Flynn told Mueller people linked to Trump and Congress tried to interfere with Russia probe
During his interviews with Special Counsel Robert Mueller's office, former National Security Adviser Michael Flynn told investigators that people with ties to the Trump administration and Congress contacted him in an attempt to interfere with the Russia probe, Mueller wrote in newly unredacted court papers released Thursday.
The messages could have "affected both his willingness to cooperate and the completeness of that cooperation," Mueller said, adding that "in some instances," his office was "unaware of the outreach until being alerted to it by the defendant." Flynn provided a recording of one of the voicemails he received, the filing said. In December 2017, Flynn pleaded guilty to lying to the FBI about his conversations with former Russian ambassador Sergey Kislyak before President Trump's inauguration. Flynn faces up to six months in prison, but due to his "substantial assistance," Mueller's office suggested he receive little to no time in prison.
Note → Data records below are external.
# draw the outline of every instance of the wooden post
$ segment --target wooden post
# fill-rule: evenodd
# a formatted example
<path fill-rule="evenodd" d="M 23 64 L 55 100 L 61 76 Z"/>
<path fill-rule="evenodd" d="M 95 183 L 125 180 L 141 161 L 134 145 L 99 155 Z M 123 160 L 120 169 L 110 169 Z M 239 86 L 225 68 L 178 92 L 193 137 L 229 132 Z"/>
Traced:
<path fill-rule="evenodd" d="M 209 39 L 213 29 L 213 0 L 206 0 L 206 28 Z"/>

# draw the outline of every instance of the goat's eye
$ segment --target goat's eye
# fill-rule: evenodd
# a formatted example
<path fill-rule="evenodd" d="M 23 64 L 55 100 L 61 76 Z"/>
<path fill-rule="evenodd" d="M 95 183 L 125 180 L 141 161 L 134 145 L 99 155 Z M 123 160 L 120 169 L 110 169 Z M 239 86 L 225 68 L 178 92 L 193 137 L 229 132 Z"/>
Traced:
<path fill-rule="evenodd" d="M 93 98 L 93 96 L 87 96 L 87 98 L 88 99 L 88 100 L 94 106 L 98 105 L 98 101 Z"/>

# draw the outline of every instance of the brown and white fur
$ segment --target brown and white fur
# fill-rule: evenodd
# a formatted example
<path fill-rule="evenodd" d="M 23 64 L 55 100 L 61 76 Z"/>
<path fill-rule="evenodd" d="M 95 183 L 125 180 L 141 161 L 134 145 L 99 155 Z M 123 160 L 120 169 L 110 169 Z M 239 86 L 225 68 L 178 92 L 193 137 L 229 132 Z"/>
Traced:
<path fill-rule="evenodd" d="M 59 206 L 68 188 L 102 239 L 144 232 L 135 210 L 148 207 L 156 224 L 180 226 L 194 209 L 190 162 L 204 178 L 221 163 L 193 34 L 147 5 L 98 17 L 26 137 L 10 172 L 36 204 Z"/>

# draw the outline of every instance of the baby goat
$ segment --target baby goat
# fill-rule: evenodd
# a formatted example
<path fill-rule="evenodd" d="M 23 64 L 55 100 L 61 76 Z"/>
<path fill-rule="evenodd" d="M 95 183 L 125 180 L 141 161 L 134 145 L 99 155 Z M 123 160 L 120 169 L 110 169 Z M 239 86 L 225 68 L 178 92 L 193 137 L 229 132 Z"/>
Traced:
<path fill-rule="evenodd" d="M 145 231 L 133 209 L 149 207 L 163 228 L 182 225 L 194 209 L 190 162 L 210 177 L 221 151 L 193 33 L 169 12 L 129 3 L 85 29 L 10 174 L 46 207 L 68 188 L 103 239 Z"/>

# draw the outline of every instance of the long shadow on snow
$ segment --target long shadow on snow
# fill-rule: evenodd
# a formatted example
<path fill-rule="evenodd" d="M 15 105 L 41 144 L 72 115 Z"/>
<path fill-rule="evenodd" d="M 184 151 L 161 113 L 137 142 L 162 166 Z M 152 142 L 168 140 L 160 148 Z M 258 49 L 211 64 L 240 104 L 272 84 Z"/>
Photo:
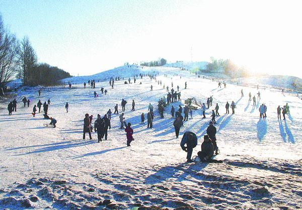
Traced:
<path fill-rule="evenodd" d="M 267 125 L 265 118 L 262 119 L 261 117 L 257 123 L 257 135 L 260 142 L 263 139 L 264 136 L 267 132 Z"/>
<path fill-rule="evenodd" d="M 78 156 L 75 156 L 74 157 L 72 158 L 73 159 L 75 159 L 75 158 L 83 158 L 84 157 L 86 157 L 86 156 L 90 156 L 91 155 L 101 155 L 103 153 L 106 153 L 108 152 L 110 152 L 110 151 L 113 151 L 114 150 L 121 150 L 123 148 L 126 148 L 127 147 L 125 146 L 125 147 L 119 147 L 119 148 L 113 148 L 113 149 L 109 149 L 108 150 L 103 150 L 102 151 L 98 151 L 98 152 L 94 152 L 93 153 L 87 153 L 84 155 L 79 155 Z"/>
<path fill-rule="evenodd" d="M 288 141 L 290 142 L 292 144 L 294 144 L 294 138 L 293 137 L 293 135 L 292 135 L 292 133 L 291 133 L 291 131 L 289 129 L 289 128 L 287 126 L 287 123 L 286 123 L 286 120 L 284 120 L 284 125 L 285 126 L 285 132 L 286 132 L 286 134 L 288 136 Z"/>
<path fill-rule="evenodd" d="M 279 122 L 279 129 L 280 129 L 280 134 L 282 137 L 282 138 L 283 139 L 283 142 L 286 142 L 286 133 L 284 132 L 284 129 L 283 128 L 283 125 L 282 124 L 282 121 L 281 120 L 278 120 Z"/>
<path fill-rule="evenodd" d="M 14 155 L 13 156 L 19 156 L 21 155 L 29 155 L 34 153 L 44 153 L 45 152 L 51 152 L 55 150 L 64 150 L 65 149 L 68 149 L 73 147 L 82 147 L 86 145 L 91 145 L 92 144 L 95 143 L 95 141 L 83 141 L 82 142 L 76 143 L 71 143 L 71 144 L 67 144 L 64 145 L 55 145 L 55 146 L 51 146 L 50 147 L 46 147 L 43 148 L 37 149 L 32 152 L 24 153 L 22 154 L 18 155 Z"/>
<path fill-rule="evenodd" d="M 180 182 L 184 180 L 188 175 L 195 176 L 196 171 L 200 171 L 205 168 L 207 165 L 207 163 L 203 164 L 201 166 L 200 164 L 191 164 L 188 168 L 186 168 L 186 166 L 187 166 L 186 163 L 181 163 L 177 166 L 165 166 L 157 171 L 155 173 L 148 176 L 145 178 L 145 181 L 147 184 L 154 184 L 174 178 L 177 179 L 177 181 Z M 180 172 L 182 173 L 178 175 Z M 175 181 L 173 179 L 172 181 Z"/>

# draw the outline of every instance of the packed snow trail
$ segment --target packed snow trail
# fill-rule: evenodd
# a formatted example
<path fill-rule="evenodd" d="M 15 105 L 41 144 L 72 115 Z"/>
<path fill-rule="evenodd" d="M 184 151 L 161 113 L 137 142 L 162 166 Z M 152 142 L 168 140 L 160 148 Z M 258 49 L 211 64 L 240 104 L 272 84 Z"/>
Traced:
<path fill-rule="evenodd" d="M 122 77 L 122 68 L 118 69 Z M 140 71 L 138 75 L 159 72 L 157 79 L 162 85 L 147 77 L 138 78 L 134 84 L 133 75 L 127 72 L 124 80 L 115 81 L 113 89 L 108 80 L 96 82 L 96 89 L 88 86 L 84 89 L 83 78 L 74 77 L 71 79 L 74 84 L 71 89 L 43 88 L 40 98 L 39 88 L 23 88 L 16 97 L 17 112 L 9 116 L 6 109 L 0 110 L 0 207 L 23 209 L 30 205 L 36 209 L 102 209 L 103 206 L 98 204 L 105 199 L 122 209 L 152 204 L 171 209 L 188 205 L 196 209 L 302 207 L 297 201 L 302 195 L 301 100 L 283 96 L 274 89 L 260 89 L 261 99 L 253 106 L 247 96 L 251 92 L 252 97 L 257 97 L 257 89 L 232 84 L 217 88 L 217 81 L 169 67 L 144 67 Z M 103 78 L 110 78 L 114 71 L 110 73 L 104 73 Z M 100 80 L 102 74 L 98 74 Z M 132 84 L 125 85 L 128 77 Z M 86 78 L 97 81 L 92 76 Z M 172 81 L 174 90 L 179 86 L 182 100 L 165 108 L 165 118 L 161 119 L 158 101 L 167 97 L 164 84 L 170 90 Z M 186 81 L 188 87 L 184 89 Z M 102 87 L 108 91 L 106 95 L 101 94 Z M 242 88 L 247 96 L 241 97 Z M 99 94 L 96 98 L 94 91 Z M 201 118 L 200 109 L 193 111 L 193 119 L 189 117 L 181 128 L 180 137 L 188 130 L 196 134 L 198 145 L 193 154 L 197 155 L 211 110 L 218 103 L 220 116 L 216 118 L 216 127 L 220 154 L 215 158 L 224 163 L 185 163 L 186 153 L 180 148 L 181 138 L 175 138 L 171 106 L 176 110 L 178 105 L 184 105 L 185 99 L 194 97 L 205 102 L 210 96 L 213 105 L 206 112 L 207 118 Z M 31 99 L 29 108 L 22 107 L 23 96 Z M 43 126 L 50 120 L 44 119 L 41 113 L 35 117 L 31 114 L 39 99 L 44 103 L 48 98 L 52 102 L 48 115 L 57 120 L 56 128 Z M 125 132 L 119 128 L 119 115 L 113 114 L 108 140 L 97 143 L 94 132 L 93 140 L 88 140 L 87 135 L 83 140 L 85 113 L 93 114 L 94 121 L 98 113 L 103 116 L 109 108 L 113 112 L 116 104 L 121 113 L 122 98 L 128 102 L 125 120 L 134 131 L 131 147 L 126 147 Z M 136 104 L 134 112 L 130 111 L 132 99 Z M 226 102 L 232 101 L 237 104 L 235 114 L 224 114 Z M 152 129 L 146 128 L 146 122 L 140 124 L 142 112 L 146 119 L 149 103 L 156 116 Z M 259 119 L 258 111 L 263 103 L 268 109 L 264 120 Z M 291 115 L 279 122 L 277 107 L 286 103 Z"/>

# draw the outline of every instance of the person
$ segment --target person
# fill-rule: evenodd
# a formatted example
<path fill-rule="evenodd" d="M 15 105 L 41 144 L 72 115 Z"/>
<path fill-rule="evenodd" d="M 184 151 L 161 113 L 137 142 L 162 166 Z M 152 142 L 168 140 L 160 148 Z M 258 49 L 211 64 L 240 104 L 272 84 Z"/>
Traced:
<path fill-rule="evenodd" d="M 13 112 L 13 102 L 10 102 L 9 105 L 8 105 L 8 110 L 9 110 L 9 115 L 12 115 L 12 112 Z"/>
<path fill-rule="evenodd" d="M 216 115 L 219 115 L 219 112 L 218 112 L 218 110 L 219 110 L 219 106 L 218 105 L 218 103 L 216 104 L 216 106 L 215 107 L 215 110 L 216 110 Z"/>
<path fill-rule="evenodd" d="M 213 122 L 213 123 L 214 123 L 214 124 L 216 124 L 216 120 L 215 120 L 215 117 L 216 116 L 216 115 L 215 114 L 215 111 L 214 111 L 214 109 L 213 109 L 212 110 L 212 115 L 211 115 L 211 117 L 212 117 L 212 122 Z"/>
<path fill-rule="evenodd" d="M 175 109 L 174 109 L 174 107 L 172 105 L 171 107 L 171 115 L 172 115 L 172 117 L 174 117 L 174 112 L 175 111 Z"/>
<path fill-rule="evenodd" d="M 287 103 L 286 103 L 286 105 L 285 105 L 285 108 L 286 109 L 286 114 L 289 114 L 289 106 L 288 106 L 288 104 L 287 104 Z"/>
<path fill-rule="evenodd" d="M 277 115 L 278 115 L 278 120 L 279 119 L 281 119 L 281 107 L 280 105 L 278 106 L 278 108 L 277 108 Z"/>
<path fill-rule="evenodd" d="M 191 116 L 191 119 L 193 119 L 193 109 L 190 108 L 189 108 L 189 112 L 190 112 L 190 116 Z"/>
<path fill-rule="evenodd" d="M 68 104 L 68 102 L 66 102 L 66 104 L 65 105 L 65 108 L 66 109 L 66 112 L 68 113 L 68 107 L 69 107 L 69 105 Z"/>
<path fill-rule="evenodd" d="M 134 100 L 132 100 L 132 108 L 131 110 L 132 111 L 134 111 L 134 106 L 135 106 L 135 103 L 134 102 Z"/>
<path fill-rule="evenodd" d="M 225 109 L 226 110 L 225 114 L 230 114 L 230 111 L 229 111 L 229 108 L 230 108 L 230 104 L 229 103 L 229 102 L 227 101 L 226 104 L 225 104 Z"/>
<path fill-rule="evenodd" d="M 56 127 L 56 126 L 55 125 L 55 124 L 57 123 L 57 121 L 56 120 L 52 117 L 50 117 L 50 123 L 49 123 L 50 125 L 52 125 L 53 126 L 53 127 Z"/>
<path fill-rule="evenodd" d="M 25 104 L 26 104 L 26 102 L 27 102 L 27 99 L 26 99 L 26 97 L 24 97 L 23 99 L 22 99 L 22 102 L 24 104 L 24 107 L 25 107 Z"/>
<path fill-rule="evenodd" d="M 124 113 L 122 113 L 119 116 L 120 122 L 121 123 L 121 126 L 120 128 L 124 129 L 124 120 L 125 119 L 125 117 L 124 117 Z"/>
<path fill-rule="evenodd" d="M 285 119 L 285 114 L 286 113 L 286 108 L 285 106 L 283 106 L 282 108 L 282 114 L 283 115 L 283 120 Z"/>
<path fill-rule="evenodd" d="M 108 110 L 108 111 L 107 113 L 107 116 L 106 117 L 108 118 L 108 119 L 109 120 L 111 120 L 111 114 L 112 113 L 112 112 L 111 111 L 111 110 L 110 109 L 109 109 L 109 110 Z"/>
<path fill-rule="evenodd" d="M 41 102 L 41 100 L 39 100 L 38 103 L 37 104 L 37 106 L 39 108 L 39 113 L 41 111 L 41 107 L 42 106 L 42 103 Z"/>
<path fill-rule="evenodd" d="M 216 127 L 213 124 L 213 122 L 210 121 L 209 123 L 209 126 L 206 129 L 206 134 L 208 134 L 209 137 L 212 141 L 212 143 L 214 146 L 214 150 L 215 151 L 215 154 L 218 154 L 218 147 L 217 147 L 217 144 L 216 143 L 216 133 L 217 132 L 217 130 Z"/>
<path fill-rule="evenodd" d="M 17 111 L 17 100 L 16 99 L 13 100 L 13 111 Z"/>
<path fill-rule="evenodd" d="M 34 106 L 34 108 L 33 108 L 33 115 L 34 117 L 36 115 L 36 112 L 37 111 L 37 108 L 36 108 L 36 105 Z"/>
<path fill-rule="evenodd" d="M 125 106 L 126 106 L 126 104 L 127 103 L 127 101 L 124 100 L 124 99 L 122 99 L 122 111 L 125 111 Z"/>
<path fill-rule="evenodd" d="M 236 108 L 236 105 L 234 103 L 234 101 L 232 102 L 232 104 L 231 104 L 231 108 L 232 108 L 232 114 L 234 114 L 235 113 L 235 108 Z"/>
<path fill-rule="evenodd" d="M 202 114 L 203 115 L 203 118 L 205 118 L 205 110 L 206 110 L 206 107 L 205 107 L 205 104 L 204 103 L 202 103 Z"/>
<path fill-rule="evenodd" d="M 204 135 L 203 139 L 203 142 L 201 144 L 201 151 L 197 153 L 200 161 L 208 163 L 222 163 L 222 161 L 211 159 L 214 154 L 214 148 L 209 136 Z"/>
<path fill-rule="evenodd" d="M 253 105 L 256 105 L 256 97 L 255 96 L 253 97 Z"/>
<path fill-rule="evenodd" d="M 134 140 L 132 135 L 133 134 L 133 130 L 131 128 L 131 123 L 128 122 L 127 124 L 127 127 L 125 128 L 126 132 L 126 136 L 127 136 L 127 147 L 130 147 L 130 144 Z"/>
<path fill-rule="evenodd" d="M 90 124 L 89 123 L 89 114 L 85 114 L 85 118 L 84 118 L 84 125 L 83 128 L 83 139 L 85 139 L 85 133 L 89 133 L 89 138 L 90 140 L 92 139 L 91 137 L 91 132 L 90 131 Z"/>
<path fill-rule="evenodd" d="M 186 145 L 186 147 L 185 145 Z M 187 162 L 192 163 L 191 159 L 193 149 L 197 145 L 197 136 L 191 131 L 186 131 L 184 133 L 180 143 L 181 149 L 187 153 Z"/>
<path fill-rule="evenodd" d="M 47 115 L 48 111 L 48 105 L 46 104 L 46 101 L 44 101 L 44 103 L 43 105 L 43 109 L 44 112 L 44 114 Z"/>
<path fill-rule="evenodd" d="M 184 113 L 185 114 L 184 121 L 188 121 L 188 118 L 189 118 L 189 107 L 187 105 L 185 106 L 185 108 L 184 108 Z"/>
<path fill-rule="evenodd" d="M 176 116 L 176 118 L 174 122 L 173 122 L 173 125 L 174 126 L 174 129 L 175 129 L 175 134 L 176 135 L 176 138 L 178 138 L 178 135 L 179 135 L 179 130 L 180 127 L 183 125 L 182 119 L 180 117 L 181 115 L 180 113 Z"/>
<path fill-rule="evenodd" d="M 98 143 L 102 142 L 102 138 L 104 136 L 105 128 L 105 121 L 101 118 L 101 115 L 98 114 L 98 118 L 95 121 L 94 129 L 95 132 L 98 133 Z"/>
<path fill-rule="evenodd" d="M 147 114 L 147 128 L 150 127 L 150 128 L 152 128 L 153 127 L 153 115 L 152 115 L 152 113 L 151 111 L 150 111 Z"/>

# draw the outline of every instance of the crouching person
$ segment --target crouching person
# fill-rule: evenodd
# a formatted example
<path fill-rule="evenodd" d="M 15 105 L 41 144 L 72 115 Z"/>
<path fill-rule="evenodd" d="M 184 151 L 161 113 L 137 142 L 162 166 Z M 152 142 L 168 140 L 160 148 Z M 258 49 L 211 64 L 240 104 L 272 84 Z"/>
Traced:
<path fill-rule="evenodd" d="M 201 151 L 197 153 L 197 155 L 201 162 L 207 163 L 222 163 L 222 161 L 217 161 L 212 159 L 214 155 L 215 148 L 209 136 L 205 135 L 203 136 L 204 141 L 201 144 Z"/>
<path fill-rule="evenodd" d="M 186 145 L 186 147 L 185 147 Z M 181 149 L 187 154 L 187 162 L 192 163 L 193 161 L 191 159 L 193 148 L 197 145 L 197 136 L 196 134 L 191 131 L 187 131 L 184 133 L 184 135 L 180 143 Z"/>
<path fill-rule="evenodd" d="M 55 118 L 53 118 L 52 117 L 50 117 L 50 120 L 51 120 L 51 121 L 50 121 L 49 124 L 52 125 L 53 125 L 53 127 L 55 127 L 55 123 L 56 123 L 56 120 Z"/>

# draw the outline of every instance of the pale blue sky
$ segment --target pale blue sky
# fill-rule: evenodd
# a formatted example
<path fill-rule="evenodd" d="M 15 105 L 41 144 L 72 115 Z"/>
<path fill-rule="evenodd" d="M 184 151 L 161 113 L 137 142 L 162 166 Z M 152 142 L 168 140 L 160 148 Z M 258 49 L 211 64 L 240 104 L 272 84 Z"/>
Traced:
<path fill-rule="evenodd" d="M 125 61 L 231 58 L 302 77 L 299 1 L 4 1 L 0 13 L 39 61 L 73 75 Z"/>

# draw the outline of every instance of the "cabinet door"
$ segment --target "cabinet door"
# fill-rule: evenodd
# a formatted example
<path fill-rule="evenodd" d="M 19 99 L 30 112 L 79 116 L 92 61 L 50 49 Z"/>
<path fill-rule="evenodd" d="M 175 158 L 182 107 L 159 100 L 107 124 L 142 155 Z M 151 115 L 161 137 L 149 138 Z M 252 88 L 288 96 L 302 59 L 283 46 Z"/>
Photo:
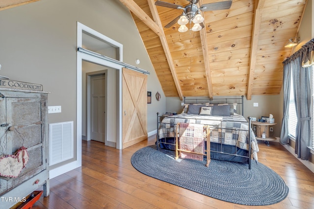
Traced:
<path fill-rule="evenodd" d="M 6 98 L 7 152 L 14 153 L 22 146 L 27 148 L 29 160 L 19 177 L 10 179 L 13 187 L 46 168 L 44 120 L 45 100 L 42 98 Z"/>

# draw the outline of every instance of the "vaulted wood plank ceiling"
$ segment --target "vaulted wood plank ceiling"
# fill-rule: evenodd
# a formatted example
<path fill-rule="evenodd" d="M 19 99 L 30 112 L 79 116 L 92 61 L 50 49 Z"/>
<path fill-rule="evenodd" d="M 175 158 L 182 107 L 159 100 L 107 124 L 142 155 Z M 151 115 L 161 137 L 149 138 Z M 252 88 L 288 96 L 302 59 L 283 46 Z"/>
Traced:
<path fill-rule="evenodd" d="M 3 0 L 0 10 L 39 0 Z M 203 4 L 225 0 L 200 0 Z M 182 10 L 156 0 L 120 0 L 131 12 L 166 96 L 279 94 L 282 62 L 298 36 L 308 0 L 233 0 L 230 9 L 202 13 L 200 31 L 164 26 Z M 187 0 L 163 0 L 182 5 Z"/>
<path fill-rule="evenodd" d="M 284 46 L 297 36 L 307 3 L 233 0 L 229 9 L 204 12 L 205 27 L 201 31 L 180 33 L 177 23 L 164 26 L 182 10 L 156 6 L 156 0 L 120 0 L 131 11 L 166 96 L 246 95 L 248 99 L 280 93 L 282 62 L 291 52 Z M 200 0 L 198 4 L 223 0 Z M 189 2 L 163 1 L 183 6 Z M 137 14 L 139 9 L 144 19 Z M 153 31 L 148 19 L 163 31 Z"/>

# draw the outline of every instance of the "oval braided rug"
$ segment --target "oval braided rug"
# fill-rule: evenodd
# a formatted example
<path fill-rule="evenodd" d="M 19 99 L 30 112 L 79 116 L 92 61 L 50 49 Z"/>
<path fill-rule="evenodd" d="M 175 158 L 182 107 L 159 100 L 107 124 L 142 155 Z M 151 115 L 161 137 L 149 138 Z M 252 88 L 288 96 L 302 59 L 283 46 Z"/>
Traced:
<path fill-rule="evenodd" d="M 252 161 L 248 165 L 211 160 L 204 162 L 174 159 L 174 152 L 149 146 L 131 158 L 133 166 L 149 176 L 231 203 L 265 206 L 278 203 L 288 195 L 288 187 L 273 170 Z"/>

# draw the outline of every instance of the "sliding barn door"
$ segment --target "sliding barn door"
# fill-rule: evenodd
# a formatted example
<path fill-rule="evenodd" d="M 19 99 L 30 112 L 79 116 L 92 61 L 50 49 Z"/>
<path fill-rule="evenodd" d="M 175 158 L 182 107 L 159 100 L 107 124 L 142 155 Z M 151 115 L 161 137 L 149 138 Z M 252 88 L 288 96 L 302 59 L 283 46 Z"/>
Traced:
<path fill-rule="evenodd" d="M 147 75 L 123 69 L 122 148 L 147 139 Z"/>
In Mueller's report, he did not make a conclusion on whether Trump obstructed justice. The report also states that Trump's personal lawyer left a message for Flynn in November 2017, saying it "wouldn't surprise me if you've gone on to make a deal with ... the government," adding that if he shared any information implicating Trump, "then we've got a national security issue ... we need some kind of heads up."
Separately on Thursday, Judge Emmet Sullivan ordered federal prosecutors to file transcripts of the voicemail message left for Flynn and recordings of conversations Flynn had with Russian officials.